Alcoa, which is set to report first-quarter results on Wednesday, typically also provides an outlook. It forecast in January that global supply would exceed demand by as much as 1 million metric tonnes this year.
Since then, things have only gotten worse, with aluminum prices in March posting the biggest monthly drop since 2011 amid supply-chain disruptions and shutdowns of manufacturers ranging from automakers to aerospace producers.
Views of industrial-metals producers such as Alcoa are likely to get more attention than usual from investors trying to gauge how deep and long-lasting the damage will be from the virus, which is ravaging financial markets and causing a surge in unemployment.

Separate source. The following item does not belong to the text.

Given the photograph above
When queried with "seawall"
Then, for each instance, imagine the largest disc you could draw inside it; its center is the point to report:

Aluminum has slid about 12% since the beginning of March. It’s now below the cost of output for many companies, signaling further pain ahead for the industry, according to Harbor Intelligence.
“It’s going to be really challenging times,” Harbor Managing Director Jorge Vazquez said in an interview.
While Alcoa is considered less of an earnings and economic bellwether after a split-off of its parts business in 2016 reduced the size of the company, its quarterly outlook is still closely watched within commodities markets. This time, with raw materials bearing much of the brunt of the toll from the virus, the producer’s view could hold more weight.
Andrew Cosgrove, a senior analyst at Bloomberg Intelligence, said he expects Pittsburgh-based Alcoa to “significantly raise its aluminum-surplus estimates.” He also said that while it doesn’t seem the smelting operations were hurt by coronavirus-induced restrictions to a great extent, risks are rising that earnings guidance will be cut on downstream weakness.
This week, Harbor warned that some U.S. smelters may be forced to shut down as early as next month as contracts with customers begin to reflect the recent drop in aluminum prices.
Alcoa will report earnings for the quarter ended March 31 on Wednesday after market hours, and hosts a call with analysts at 5 p.m. New York time.